Abstract
SignificanceDNA synthesis during repair of a double-strand chromosome break by homologous recombination exhibits a high rate of mutation compared to normal replication. Using budding yeast, we isolated thousands of mutations occurring during repair. We conclude that the repair replication fork appears to have the two DNA strands open ~80 bp ahead of the DNA polymerase, but the strands reanneal rapidly behind the polymerase. About 10% of events are interchromosomal template switches, in which the partially copied DNA strand dissociates and pairs with a 72% identical template at a short stretch of perfectly matching bases (microhomology), and resumes copying. We show that these apparent microhomology-mediated template switching events in fact require the pairing of ~200 bp of imperfectly matching bases (homeology).

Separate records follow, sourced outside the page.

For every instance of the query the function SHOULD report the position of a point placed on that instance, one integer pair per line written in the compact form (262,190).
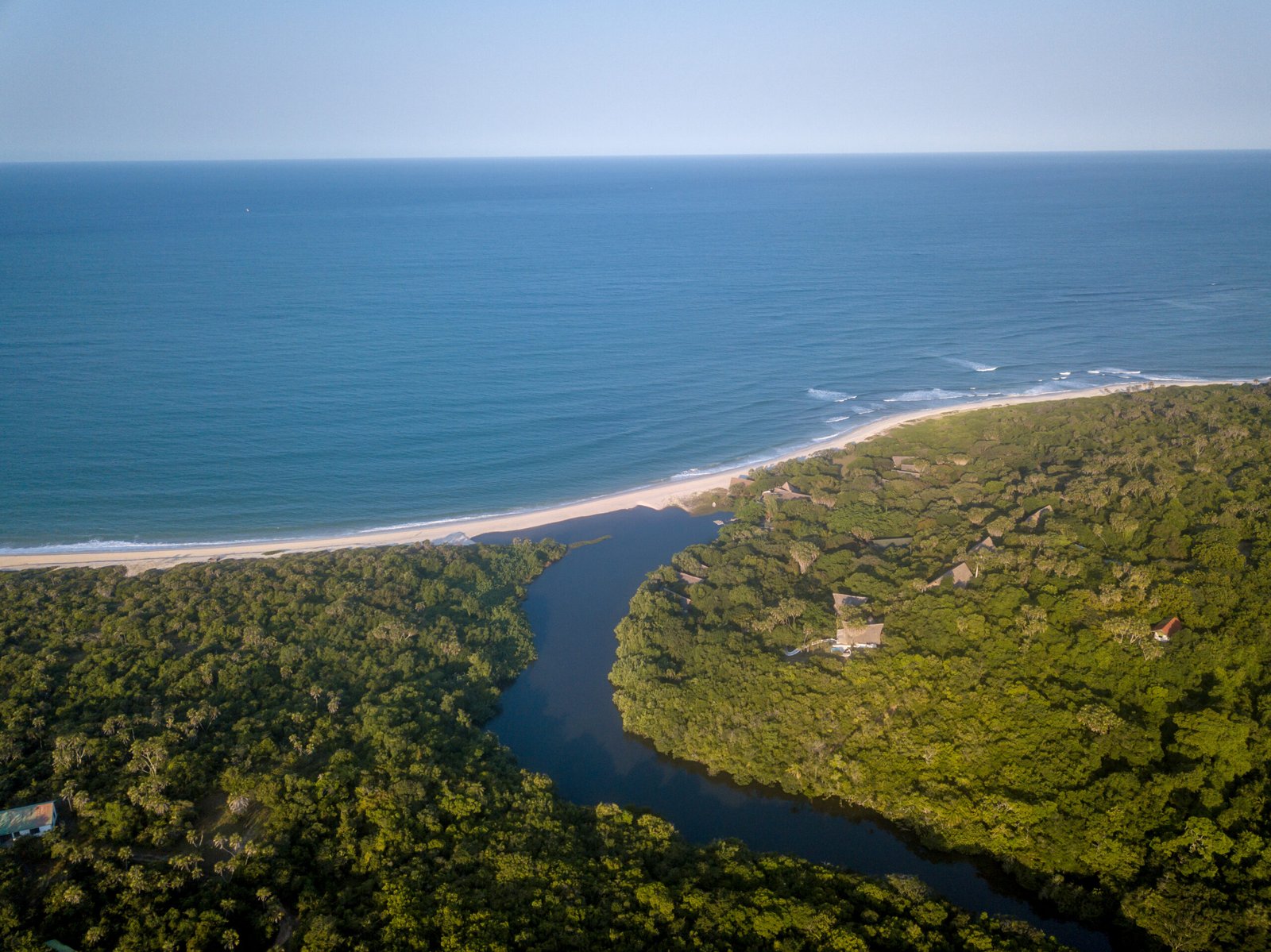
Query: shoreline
(656,496)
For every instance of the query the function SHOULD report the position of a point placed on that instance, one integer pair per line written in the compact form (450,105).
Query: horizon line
(558,156)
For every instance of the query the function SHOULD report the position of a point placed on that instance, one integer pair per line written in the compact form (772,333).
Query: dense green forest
(288,754)
(1030,715)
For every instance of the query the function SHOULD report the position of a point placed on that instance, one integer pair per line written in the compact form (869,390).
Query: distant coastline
(655,496)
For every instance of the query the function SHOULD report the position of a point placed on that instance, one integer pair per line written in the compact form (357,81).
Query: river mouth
(559,719)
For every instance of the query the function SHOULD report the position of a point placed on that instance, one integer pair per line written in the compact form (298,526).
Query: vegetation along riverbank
(1039,633)
(289,754)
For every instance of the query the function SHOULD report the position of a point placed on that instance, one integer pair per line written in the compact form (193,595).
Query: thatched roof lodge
(890,543)
(786,492)
(1036,518)
(858,636)
(960,573)
(847,600)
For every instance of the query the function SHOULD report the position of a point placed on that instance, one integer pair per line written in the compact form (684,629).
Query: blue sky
(163,79)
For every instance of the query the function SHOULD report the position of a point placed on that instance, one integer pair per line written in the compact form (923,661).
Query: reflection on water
(559,719)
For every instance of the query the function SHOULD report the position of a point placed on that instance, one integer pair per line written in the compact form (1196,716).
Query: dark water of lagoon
(559,719)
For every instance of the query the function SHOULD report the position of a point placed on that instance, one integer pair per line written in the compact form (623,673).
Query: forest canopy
(1076,600)
(289,754)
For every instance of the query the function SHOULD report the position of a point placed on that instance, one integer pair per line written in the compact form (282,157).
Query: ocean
(229,351)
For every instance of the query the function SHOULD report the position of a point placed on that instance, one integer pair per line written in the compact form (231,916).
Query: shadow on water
(559,719)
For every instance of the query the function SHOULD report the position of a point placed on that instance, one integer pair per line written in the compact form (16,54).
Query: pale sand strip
(658,496)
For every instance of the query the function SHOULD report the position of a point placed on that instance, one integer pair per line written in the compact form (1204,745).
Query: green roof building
(32,820)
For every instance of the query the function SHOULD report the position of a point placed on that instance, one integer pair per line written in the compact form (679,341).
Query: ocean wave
(829,395)
(1039,389)
(936,393)
(970,365)
(121,545)
(1115,372)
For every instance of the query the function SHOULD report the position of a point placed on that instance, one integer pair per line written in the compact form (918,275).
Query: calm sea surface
(195,353)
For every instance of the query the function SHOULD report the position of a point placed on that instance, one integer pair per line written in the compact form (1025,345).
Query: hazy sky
(171,79)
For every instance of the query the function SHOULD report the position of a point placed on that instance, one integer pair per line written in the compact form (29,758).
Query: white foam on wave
(970,365)
(830,395)
(936,393)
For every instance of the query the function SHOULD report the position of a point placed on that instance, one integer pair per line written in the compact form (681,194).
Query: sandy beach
(656,496)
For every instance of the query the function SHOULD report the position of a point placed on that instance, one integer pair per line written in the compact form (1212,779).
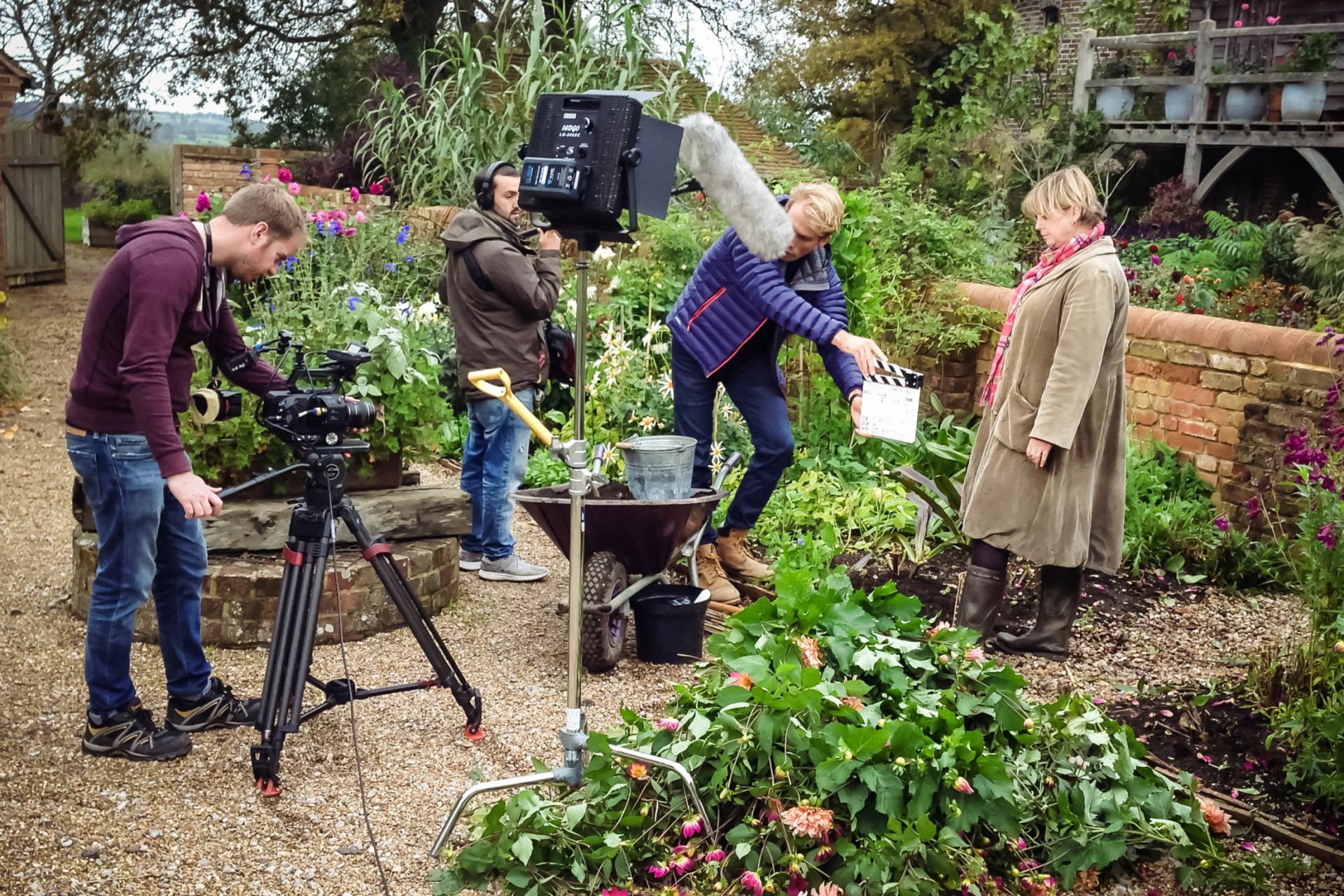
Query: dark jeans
(493,465)
(146,543)
(752,381)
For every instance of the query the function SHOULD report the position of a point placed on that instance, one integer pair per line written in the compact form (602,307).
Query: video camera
(312,412)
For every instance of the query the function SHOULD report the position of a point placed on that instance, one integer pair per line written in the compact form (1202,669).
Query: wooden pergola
(1308,139)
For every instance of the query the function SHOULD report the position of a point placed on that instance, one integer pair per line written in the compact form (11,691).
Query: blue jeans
(146,545)
(493,465)
(752,381)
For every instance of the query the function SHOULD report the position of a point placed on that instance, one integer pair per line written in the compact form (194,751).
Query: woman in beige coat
(1047,475)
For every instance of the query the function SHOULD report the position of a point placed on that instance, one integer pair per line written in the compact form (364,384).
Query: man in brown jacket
(499,293)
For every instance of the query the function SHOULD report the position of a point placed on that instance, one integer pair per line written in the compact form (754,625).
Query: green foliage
(906,298)
(1110,18)
(918,763)
(370,285)
(1320,257)
(999,70)
(476,99)
(108,213)
(1313,54)
(1310,719)
(863,64)
(1171,524)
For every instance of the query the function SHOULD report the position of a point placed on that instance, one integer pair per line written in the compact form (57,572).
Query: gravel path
(77,825)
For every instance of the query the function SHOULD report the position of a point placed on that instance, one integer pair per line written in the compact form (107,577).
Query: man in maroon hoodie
(162,293)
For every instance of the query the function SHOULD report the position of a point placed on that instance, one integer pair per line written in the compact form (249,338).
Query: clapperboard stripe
(895,375)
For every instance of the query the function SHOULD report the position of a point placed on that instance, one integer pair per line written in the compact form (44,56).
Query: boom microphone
(736,188)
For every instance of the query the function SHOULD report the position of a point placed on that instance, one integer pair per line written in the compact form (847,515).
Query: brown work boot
(737,558)
(711,577)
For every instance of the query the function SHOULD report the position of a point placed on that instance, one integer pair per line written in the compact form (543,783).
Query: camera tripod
(574,742)
(312,538)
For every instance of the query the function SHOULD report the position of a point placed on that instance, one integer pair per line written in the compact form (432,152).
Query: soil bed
(1222,743)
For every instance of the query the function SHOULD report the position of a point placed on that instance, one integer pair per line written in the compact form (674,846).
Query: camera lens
(360,414)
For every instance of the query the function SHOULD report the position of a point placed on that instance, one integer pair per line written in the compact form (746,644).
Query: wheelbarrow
(622,539)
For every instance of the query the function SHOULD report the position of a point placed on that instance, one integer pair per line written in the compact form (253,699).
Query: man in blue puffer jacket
(727,328)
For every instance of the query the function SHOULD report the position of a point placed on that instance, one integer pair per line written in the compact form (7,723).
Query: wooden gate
(34,220)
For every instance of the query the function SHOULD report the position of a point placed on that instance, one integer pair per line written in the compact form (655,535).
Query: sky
(710,48)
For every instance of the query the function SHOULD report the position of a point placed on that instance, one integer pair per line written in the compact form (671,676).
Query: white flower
(655,328)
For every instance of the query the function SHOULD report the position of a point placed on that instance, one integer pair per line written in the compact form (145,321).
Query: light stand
(574,453)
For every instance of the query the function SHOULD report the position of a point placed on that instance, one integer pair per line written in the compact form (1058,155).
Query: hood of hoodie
(179,227)
(473,226)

Double-strand break (DSB) repair is highly mutagenic compared to normal replication. In budding yeast, repair of an HO (homothallism) endonuclease-induced DSB at the mating-type α locus (MATα) can be repaired by using an ectopic heterochromatic HMR::Kl-URA3 donor, producing MAT::Kl-URA3. Among MAT::Kl-Ura3− mutations arising during repair, 50% are base-pair substitutions. 30% are 1-bp indels in short homonucleotide runs, with −1 strongly favored over +1, whereas during replication, spontaneous −1 and +1 events are equal. Microhomology-bounded, repair-associated intragenic deletions (IDs) are recovered 12 times more frequently than tandem duplications (TDs). These data suggest a picture of the structure of the repair replication fork: IDs and TDs occur within the open structure of a migrating D-loop, where the 3’ end of a partly copied new DNA strand can dissociate and anneal with a single-stranded region of microhomology either within ~80 bp ahead or ~40 bp behind the 3’ end. Approximately ~10% of repair-associated mutations are interchromosomal template switches (ICTS), even though the Kluyveromyces lactis URA3 sequence in HMR is only 72% identical (homeologous) with Saccharomyces cerevisiae ura3-52. ICTS events begin and end at regions of short (~7.5 bp) microhomology; however, ICTS events are constrained to the middle of the copied sequence. Whereas microhomology usage in intragenic deletions is not influenced by adjacent homeology, we show that extensive pairing of adjacent homeology plays a critical role in ICTS. Thus, although by convention, structural variants are characterized by the precise base pairs at their junction, microhomology-mediated template switching actually requires alignment of extensive adjacent homeology.